On Throughput Maximization in a Multi-hop MIMO Ad Hoc Network

In recent years, there has been a growing research interest in throughput optimization problems in a multi-hop wireless network. MIMO (multiple-input multiple-output), as an advanced physical layer technology, has been employed in multi-hop wireless networks to increase throughput with a given bandwidth or transmit power. It exploits the use of multiple antennas at the transmitter and receiver to increase spectral efficiency by leveraging its spatial multiplexing (SM) and interference cancellation (IC) capabilities. Instead of carrying complex manipulations on matrices, degree-of-freedom(DoF) based MIMO models, which require only simple computations, are widely used in networking research to exploit MIMO's SM and IC capabilities.

In this thesis, we employ a new DoF model, which can ensure feasible solution and achieve a higher DoF region than previous DoF-based models. Based on this model, we study the DoF scheduling for a multi-hop MIMO network. Specifically, we aim to maximize the minimum rate among all sessions in the network. Some researches have been done based on this model to solve throughput optimization problems with the assumption that the route of each session is given priori. Although the fixed routing decreases the size of the problem, it also limits the performance of the network to a great extent.
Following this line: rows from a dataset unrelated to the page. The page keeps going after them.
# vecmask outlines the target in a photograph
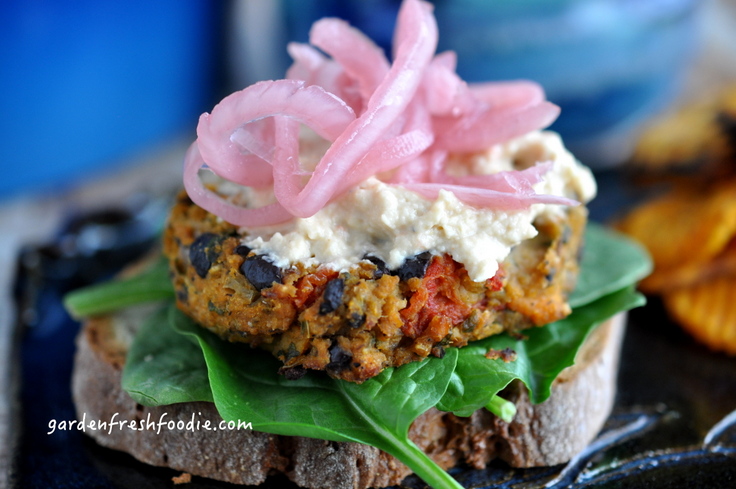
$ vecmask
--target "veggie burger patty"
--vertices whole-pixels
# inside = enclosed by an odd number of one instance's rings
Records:
[[[537,217],[538,235],[516,245],[493,278],[474,282],[462,263],[429,252],[393,270],[372,256],[340,272],[299,263],[282,269],[182,192],[164,253],[179,308],[202,326],[270,351],[289,378],[315,369],[362,382],[441,357],[448,346],[568,315],[586,218],[584,206]]]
The goal of this thesis is to employ this new model to solve the throughput maximization problem by jointly considering flow routing, scheduling, and DoF allocation for SM and IC. We formulate it as a mixed integer linear program (MILP), which cannot be solved efficiently by commercial softwares even for moderate sized networks. Thus, we develop an efficient polynomial time algorithm by customizing the sequential fixing framework. Through simulation results, we show that this algorithm can efficiently provide near-optimal solutions for networks with different sizes.